Traffic from CE-3 takes the shortest path to CE-7, because VPRN 1 on PE-2 is not configured with spoke type anymore.
[/]
A:admin@CE-3# traceroute 172.31.0.7 router-instance "VPRN1" numeric
traceroute to 172.31.0.7, 30 hops max, 40 byte packets
1 172.16.23.1 2.54 ms 2.80 ms 2.93 ms
2 172.31.0.7 3.28 ms 3.23 ms 3.05 ms
After enabling the vprn-type spoke feature on PE-2, CE-3 takes the longest path via hub CE-6 to reach CE-7, as it should.
# on PE-2:
configure exclusive
service {
vprn "VPRN1" {
vprn-type spoke
commit
[/]
A:admin@CE-3# traceroute 172.31.0.7 router-instance "VPRN1" numeric
traceroute to 172.31.0.7, 30 hops max, 40 byte packets
1 172.16.23.1 2.34 ms 2.71 ms 2.58 ms
2 0.0.0.0 * * *
3 172.16.56.2 4.64 ms 4.62 ms 3.95 ms
4 172.16.56.1 4.24 ms 4.44 ms 4.76 ms
5 172.16.27.1 4.31 ms 4.30 ms 4.20 ms
6 172.31.0.7 6.32 ms 6.39 ms 6.36 ms
Similarly, the long path is taken by CE-3 to reach CE-4, as follows.
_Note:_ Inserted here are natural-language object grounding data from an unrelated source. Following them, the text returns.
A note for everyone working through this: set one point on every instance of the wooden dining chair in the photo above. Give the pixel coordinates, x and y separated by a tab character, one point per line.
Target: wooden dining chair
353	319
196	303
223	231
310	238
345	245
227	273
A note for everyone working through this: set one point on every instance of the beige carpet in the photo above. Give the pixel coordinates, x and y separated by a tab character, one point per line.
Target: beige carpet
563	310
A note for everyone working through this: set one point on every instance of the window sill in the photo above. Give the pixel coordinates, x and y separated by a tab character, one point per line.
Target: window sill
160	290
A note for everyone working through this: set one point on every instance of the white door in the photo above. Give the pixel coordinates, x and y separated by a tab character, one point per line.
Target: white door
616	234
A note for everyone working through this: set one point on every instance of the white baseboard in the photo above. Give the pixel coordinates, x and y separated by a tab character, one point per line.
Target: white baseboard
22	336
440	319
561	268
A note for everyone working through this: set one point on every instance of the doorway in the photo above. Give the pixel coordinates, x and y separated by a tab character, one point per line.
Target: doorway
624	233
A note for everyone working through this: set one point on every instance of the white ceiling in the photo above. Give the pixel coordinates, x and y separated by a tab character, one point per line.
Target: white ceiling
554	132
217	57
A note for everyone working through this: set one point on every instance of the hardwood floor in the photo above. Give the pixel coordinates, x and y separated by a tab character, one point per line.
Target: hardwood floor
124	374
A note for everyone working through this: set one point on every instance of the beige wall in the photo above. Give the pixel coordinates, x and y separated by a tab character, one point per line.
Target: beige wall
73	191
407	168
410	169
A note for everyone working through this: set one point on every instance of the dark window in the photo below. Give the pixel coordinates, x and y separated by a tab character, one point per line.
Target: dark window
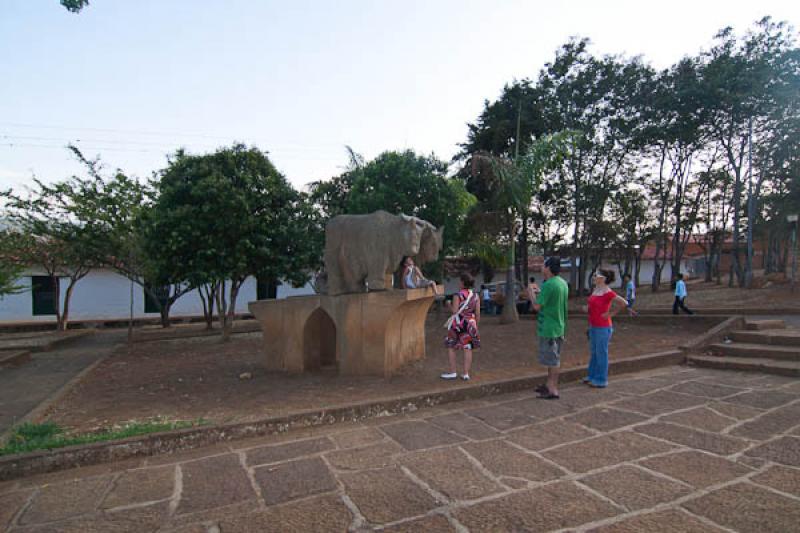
150	305
266	289
44	290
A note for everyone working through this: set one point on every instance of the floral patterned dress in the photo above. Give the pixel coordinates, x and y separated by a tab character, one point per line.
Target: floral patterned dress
463	332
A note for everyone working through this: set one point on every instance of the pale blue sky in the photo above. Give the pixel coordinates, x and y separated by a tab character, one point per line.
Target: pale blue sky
132	80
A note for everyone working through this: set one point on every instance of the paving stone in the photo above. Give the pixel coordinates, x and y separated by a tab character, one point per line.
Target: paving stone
64	500
606	418
670	521
739	412
358	438
712	442
503	459
501	417
580	398
296	479
140	486
429	524
605	450
387	495
780	478
10	505
706	390
763	399
695	468
322	514
773	423
548	434
638	386
538	409
634	488
557	506
188	455
284	452
747	508
373	456
700	418
463	425
450	472
785	450
420	435
659	402
213	482
124	521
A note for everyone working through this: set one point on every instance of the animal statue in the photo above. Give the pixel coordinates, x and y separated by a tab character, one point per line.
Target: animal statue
362	251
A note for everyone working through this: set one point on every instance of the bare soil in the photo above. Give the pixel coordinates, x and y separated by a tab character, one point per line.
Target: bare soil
709	295
186	379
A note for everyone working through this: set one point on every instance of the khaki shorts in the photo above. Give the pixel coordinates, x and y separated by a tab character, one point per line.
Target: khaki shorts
550	351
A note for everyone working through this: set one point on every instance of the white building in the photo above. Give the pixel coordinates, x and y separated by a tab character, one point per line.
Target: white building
105	295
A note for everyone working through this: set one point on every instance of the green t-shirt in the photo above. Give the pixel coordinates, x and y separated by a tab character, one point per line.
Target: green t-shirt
552	319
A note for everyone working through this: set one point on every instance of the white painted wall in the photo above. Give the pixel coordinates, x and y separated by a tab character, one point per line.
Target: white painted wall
103	294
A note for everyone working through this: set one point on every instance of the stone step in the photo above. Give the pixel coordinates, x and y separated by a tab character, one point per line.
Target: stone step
781	337
768	323
743	349
14	358
749	364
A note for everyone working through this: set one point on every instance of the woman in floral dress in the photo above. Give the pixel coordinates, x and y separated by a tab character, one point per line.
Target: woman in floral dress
462	328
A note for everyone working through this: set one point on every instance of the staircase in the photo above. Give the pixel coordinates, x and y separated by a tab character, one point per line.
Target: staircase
763	346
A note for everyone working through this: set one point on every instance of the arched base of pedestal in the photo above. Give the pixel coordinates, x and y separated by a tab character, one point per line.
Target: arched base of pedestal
372	333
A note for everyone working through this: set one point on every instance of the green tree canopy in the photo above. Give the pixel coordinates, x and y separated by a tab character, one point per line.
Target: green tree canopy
226	216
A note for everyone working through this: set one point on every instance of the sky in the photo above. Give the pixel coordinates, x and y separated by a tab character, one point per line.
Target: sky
131	81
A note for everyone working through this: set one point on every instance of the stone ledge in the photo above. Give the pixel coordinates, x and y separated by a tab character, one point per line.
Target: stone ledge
16	466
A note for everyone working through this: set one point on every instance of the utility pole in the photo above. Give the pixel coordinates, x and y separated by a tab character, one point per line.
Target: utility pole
751	212
795	219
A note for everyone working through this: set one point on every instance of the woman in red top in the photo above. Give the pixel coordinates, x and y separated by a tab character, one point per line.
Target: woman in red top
600	327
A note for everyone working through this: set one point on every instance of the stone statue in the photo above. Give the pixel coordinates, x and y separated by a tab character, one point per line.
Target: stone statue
362	251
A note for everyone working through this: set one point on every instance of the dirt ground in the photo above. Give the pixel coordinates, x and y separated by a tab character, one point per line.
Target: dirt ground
701	294
187	379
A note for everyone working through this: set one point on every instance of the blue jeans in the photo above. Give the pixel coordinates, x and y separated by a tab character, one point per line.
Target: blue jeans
598	364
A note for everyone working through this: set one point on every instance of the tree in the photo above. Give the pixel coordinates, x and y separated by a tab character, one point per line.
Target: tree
10	266
51	238
117	208
226	216
74	6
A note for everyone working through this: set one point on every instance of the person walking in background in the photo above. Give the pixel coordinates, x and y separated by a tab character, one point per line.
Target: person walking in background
462	328
630	293
551	324
487	299
680	296
601	328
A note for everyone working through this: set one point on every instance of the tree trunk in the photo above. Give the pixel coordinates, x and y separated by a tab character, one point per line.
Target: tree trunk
231	316
510	314
523	244
63	319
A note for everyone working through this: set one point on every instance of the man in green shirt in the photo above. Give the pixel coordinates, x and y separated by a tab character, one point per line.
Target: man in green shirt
551	304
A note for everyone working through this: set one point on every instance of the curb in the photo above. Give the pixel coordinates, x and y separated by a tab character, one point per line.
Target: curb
16	466
715	334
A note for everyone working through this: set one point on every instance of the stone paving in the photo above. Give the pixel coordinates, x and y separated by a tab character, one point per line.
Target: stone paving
678	449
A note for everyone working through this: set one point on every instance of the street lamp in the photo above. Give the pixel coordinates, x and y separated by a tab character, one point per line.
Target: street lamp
794	219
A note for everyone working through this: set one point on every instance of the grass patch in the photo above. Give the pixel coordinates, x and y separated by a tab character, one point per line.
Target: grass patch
29	437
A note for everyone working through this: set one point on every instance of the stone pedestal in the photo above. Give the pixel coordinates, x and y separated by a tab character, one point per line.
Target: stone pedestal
371	333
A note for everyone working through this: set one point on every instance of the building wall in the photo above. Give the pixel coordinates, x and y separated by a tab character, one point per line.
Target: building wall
103	294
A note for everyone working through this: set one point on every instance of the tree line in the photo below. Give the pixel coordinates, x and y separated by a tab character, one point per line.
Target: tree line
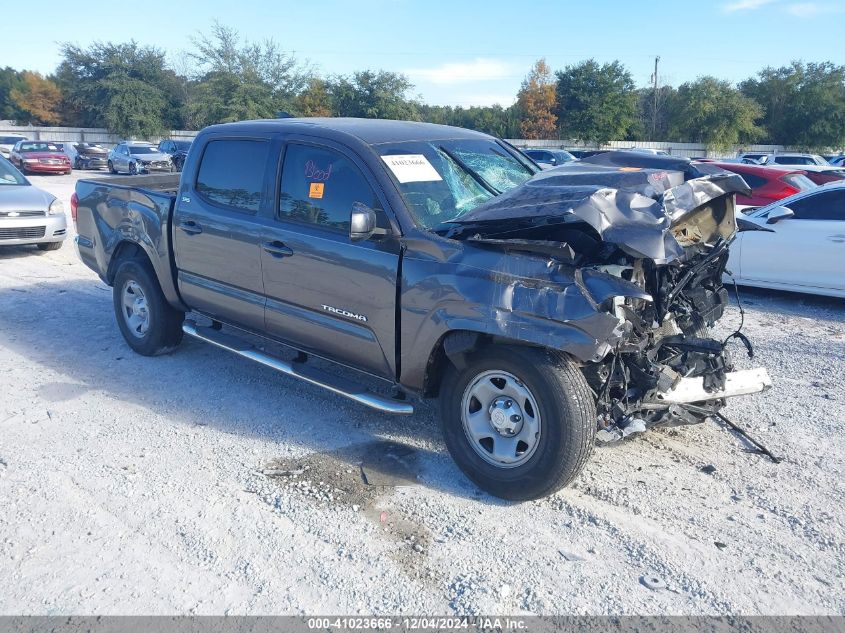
136	91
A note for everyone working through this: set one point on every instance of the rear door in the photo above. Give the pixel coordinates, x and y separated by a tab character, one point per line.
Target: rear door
324	292
805	250
217	230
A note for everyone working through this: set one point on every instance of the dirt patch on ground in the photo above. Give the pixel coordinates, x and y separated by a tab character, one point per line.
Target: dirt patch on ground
364	478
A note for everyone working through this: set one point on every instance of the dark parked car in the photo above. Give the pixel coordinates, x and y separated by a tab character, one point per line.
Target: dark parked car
28	215
43	157
767	183
177	150
540	307
549	157
87	155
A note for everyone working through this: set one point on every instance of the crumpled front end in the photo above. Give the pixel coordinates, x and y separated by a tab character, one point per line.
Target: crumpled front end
647	245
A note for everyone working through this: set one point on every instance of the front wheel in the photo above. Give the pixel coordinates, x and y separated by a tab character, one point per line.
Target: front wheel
150	325
519	421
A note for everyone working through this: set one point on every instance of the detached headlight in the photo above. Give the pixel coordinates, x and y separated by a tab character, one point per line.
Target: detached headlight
56	208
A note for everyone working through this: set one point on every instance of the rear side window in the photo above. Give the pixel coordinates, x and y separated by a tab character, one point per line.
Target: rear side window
827	205
232	173
753	181
319	186
794	160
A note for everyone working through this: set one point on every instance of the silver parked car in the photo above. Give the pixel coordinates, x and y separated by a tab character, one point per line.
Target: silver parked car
28	215
8	142
86	155
138	158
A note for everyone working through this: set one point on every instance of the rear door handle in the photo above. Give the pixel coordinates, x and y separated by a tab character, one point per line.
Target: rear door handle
189	226
277	249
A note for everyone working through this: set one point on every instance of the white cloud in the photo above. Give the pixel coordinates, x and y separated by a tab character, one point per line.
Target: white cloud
462	72
745	5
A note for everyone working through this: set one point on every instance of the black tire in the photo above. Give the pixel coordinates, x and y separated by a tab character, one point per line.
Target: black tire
164	331
567	413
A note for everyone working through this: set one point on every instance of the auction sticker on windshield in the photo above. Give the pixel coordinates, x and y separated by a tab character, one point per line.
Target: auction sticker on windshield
411	168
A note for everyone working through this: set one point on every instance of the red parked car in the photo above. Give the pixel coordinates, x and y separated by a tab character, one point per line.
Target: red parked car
39	157
767	183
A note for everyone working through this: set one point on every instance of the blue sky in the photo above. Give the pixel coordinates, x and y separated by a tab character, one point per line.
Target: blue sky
462	52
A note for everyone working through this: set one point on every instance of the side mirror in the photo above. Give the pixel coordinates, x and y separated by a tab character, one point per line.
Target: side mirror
779	213
362	222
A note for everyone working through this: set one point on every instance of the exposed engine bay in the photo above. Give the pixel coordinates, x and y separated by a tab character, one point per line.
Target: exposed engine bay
662	227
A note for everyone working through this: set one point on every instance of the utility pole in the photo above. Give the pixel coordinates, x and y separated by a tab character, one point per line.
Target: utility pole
654	108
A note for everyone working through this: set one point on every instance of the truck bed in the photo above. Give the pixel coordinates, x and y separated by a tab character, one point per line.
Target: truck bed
158	183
This is unrelated to the VPRN type. It is achieved by policies.
[/]
A:admin@CE-3# traceroute 172.31.0.4 router-instance "VPRN1" numeric
traceroute to 172.31.0.4, 30 hops max, 40 byte packets
1 172.16.23.1 2.39 ms 2.80 ms 2.58 ms
2 0.0.0.0 * * *
3 172.16.56.2 4.69 ms 4.46 ms 4.23 ms
4 172.16.56.1 4.53 ms 4.61 ms 4.12 ms
5 172.16.14.1 5.83 ms 6.02 ms 6.24 ms
6 172.31.0.4 7.00 ms 6.54 ms 6.99 ms
Conclusion
The VPRN type spoke feature completes the CE hub and spoke solution. It brings an additional level of simplicity, scalability, and flexibility to operators using this VPRN architecture for their customers.